Chemical Burns

Most acids produce the extent of their damage immediately on contact—the more concentrated the acid, the more severe the immediate effect. Alkali burns are more devastating to the eye because they continue to cause damage long after the initial chemical contact. Corneal melting can lead to perforation, and severe chronic glaucoma can occur as a later complication. Burns of the eye by acids or alkalis are true ocular emergencies. An alkaline substance, such as lye, can cause permanent and irreversible blindness.

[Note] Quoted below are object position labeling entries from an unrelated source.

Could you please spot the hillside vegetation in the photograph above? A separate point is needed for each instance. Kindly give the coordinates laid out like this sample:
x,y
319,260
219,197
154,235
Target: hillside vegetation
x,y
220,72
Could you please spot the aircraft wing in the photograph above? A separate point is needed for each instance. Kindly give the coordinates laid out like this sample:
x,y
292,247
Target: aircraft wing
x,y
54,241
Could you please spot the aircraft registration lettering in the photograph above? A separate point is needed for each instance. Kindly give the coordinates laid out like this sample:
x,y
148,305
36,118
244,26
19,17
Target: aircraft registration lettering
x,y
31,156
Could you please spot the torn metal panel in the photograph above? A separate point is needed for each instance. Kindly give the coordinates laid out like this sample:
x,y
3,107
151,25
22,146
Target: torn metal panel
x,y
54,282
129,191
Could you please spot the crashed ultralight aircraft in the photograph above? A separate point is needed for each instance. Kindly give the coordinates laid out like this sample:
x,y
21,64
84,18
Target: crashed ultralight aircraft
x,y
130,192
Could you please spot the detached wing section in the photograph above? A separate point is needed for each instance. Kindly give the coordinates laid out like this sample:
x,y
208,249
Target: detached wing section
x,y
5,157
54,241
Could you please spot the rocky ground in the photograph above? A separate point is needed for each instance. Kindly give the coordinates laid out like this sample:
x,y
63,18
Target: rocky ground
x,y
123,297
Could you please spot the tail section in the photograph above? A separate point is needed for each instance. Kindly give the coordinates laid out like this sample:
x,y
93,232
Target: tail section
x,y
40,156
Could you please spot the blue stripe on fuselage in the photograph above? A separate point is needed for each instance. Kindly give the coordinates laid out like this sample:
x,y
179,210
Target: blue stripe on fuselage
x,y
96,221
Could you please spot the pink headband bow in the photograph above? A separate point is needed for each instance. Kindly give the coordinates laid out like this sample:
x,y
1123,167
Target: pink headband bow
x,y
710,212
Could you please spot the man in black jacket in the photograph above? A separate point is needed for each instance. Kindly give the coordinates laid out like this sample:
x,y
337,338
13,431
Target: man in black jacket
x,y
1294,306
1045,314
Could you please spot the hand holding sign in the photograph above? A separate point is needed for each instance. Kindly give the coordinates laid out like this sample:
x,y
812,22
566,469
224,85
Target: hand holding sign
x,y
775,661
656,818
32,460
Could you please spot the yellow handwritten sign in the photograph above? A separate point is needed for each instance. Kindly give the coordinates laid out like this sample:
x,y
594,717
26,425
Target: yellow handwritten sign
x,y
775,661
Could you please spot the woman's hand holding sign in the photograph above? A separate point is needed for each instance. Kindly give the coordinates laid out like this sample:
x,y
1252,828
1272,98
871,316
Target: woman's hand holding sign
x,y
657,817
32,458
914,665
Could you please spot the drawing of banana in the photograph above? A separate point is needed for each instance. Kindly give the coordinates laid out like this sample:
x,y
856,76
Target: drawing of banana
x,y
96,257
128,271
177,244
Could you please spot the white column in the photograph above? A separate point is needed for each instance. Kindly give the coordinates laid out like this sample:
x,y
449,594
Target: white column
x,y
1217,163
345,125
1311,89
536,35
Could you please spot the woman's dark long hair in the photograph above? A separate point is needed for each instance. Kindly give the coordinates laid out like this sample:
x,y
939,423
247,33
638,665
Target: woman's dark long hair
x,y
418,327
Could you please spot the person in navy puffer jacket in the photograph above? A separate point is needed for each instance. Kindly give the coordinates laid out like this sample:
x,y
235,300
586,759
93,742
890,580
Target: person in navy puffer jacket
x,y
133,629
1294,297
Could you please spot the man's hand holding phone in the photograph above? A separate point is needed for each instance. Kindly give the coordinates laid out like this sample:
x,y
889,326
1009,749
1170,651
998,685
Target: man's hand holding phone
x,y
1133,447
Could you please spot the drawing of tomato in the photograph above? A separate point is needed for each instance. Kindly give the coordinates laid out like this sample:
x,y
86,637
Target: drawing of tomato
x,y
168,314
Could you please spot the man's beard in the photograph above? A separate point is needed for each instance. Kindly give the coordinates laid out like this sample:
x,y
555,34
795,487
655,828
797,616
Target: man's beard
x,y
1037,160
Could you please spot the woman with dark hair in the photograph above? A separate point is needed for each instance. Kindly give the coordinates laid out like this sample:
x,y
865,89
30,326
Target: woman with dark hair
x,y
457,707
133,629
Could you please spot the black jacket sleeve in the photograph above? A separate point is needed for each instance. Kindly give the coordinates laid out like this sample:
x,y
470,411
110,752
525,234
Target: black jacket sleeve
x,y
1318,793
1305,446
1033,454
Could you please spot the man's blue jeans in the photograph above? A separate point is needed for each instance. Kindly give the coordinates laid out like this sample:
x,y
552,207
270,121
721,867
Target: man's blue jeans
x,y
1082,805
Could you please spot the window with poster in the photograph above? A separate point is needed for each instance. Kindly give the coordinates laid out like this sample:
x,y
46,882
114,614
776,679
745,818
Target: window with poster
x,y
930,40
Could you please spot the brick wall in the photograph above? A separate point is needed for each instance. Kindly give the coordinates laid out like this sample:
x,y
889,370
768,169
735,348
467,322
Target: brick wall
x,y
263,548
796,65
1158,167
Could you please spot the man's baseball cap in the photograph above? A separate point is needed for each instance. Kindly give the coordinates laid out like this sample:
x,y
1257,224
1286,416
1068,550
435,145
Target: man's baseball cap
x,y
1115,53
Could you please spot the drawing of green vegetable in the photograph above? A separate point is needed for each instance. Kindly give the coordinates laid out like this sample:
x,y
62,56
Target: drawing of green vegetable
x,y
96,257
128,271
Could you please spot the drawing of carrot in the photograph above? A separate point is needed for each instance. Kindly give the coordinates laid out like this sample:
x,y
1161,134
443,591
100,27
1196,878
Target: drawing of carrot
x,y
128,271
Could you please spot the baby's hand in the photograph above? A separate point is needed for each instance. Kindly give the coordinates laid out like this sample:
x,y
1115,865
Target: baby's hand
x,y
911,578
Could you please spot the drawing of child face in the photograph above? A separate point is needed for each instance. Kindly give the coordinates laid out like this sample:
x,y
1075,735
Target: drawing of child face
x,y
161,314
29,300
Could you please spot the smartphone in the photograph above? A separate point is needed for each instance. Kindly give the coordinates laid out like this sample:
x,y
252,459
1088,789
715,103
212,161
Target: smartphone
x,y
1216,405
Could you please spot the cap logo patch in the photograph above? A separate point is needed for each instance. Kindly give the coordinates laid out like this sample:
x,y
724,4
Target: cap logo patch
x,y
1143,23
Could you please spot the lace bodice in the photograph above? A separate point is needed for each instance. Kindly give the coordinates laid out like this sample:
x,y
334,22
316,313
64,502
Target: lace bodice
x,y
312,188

The immediate treatment of chemical burns must be continual irrigation of the eyes, with up to 1000 mL of normal saline (NS) or lactated Ringer's (LR) solution. If these solutions are not available, water from a shower, spigot, bathtub, or drinking fountain is appropriate. The conjunctival pH should be assessed after irrigation and again 30 minutes later to confirm stabilization of the ocular surface; pH value should be 7.5 to 8. If the pH remains abnormal, irrigation should be repeated until the pH is normal. Patients are managed with aggressive antibiotic ointment therapy and lubrication following a chemical burn. After the initial ocular irrigation, ophthalmologic consultation must be immediate.


Chemical burns of the ocular surface should be washed with at least 1 liter of fluid and tested until the pH returns to normal. An ophthalmologist should evaluate the affected eye within 24 hours after treatment (AAO, 2007) (SOR: C).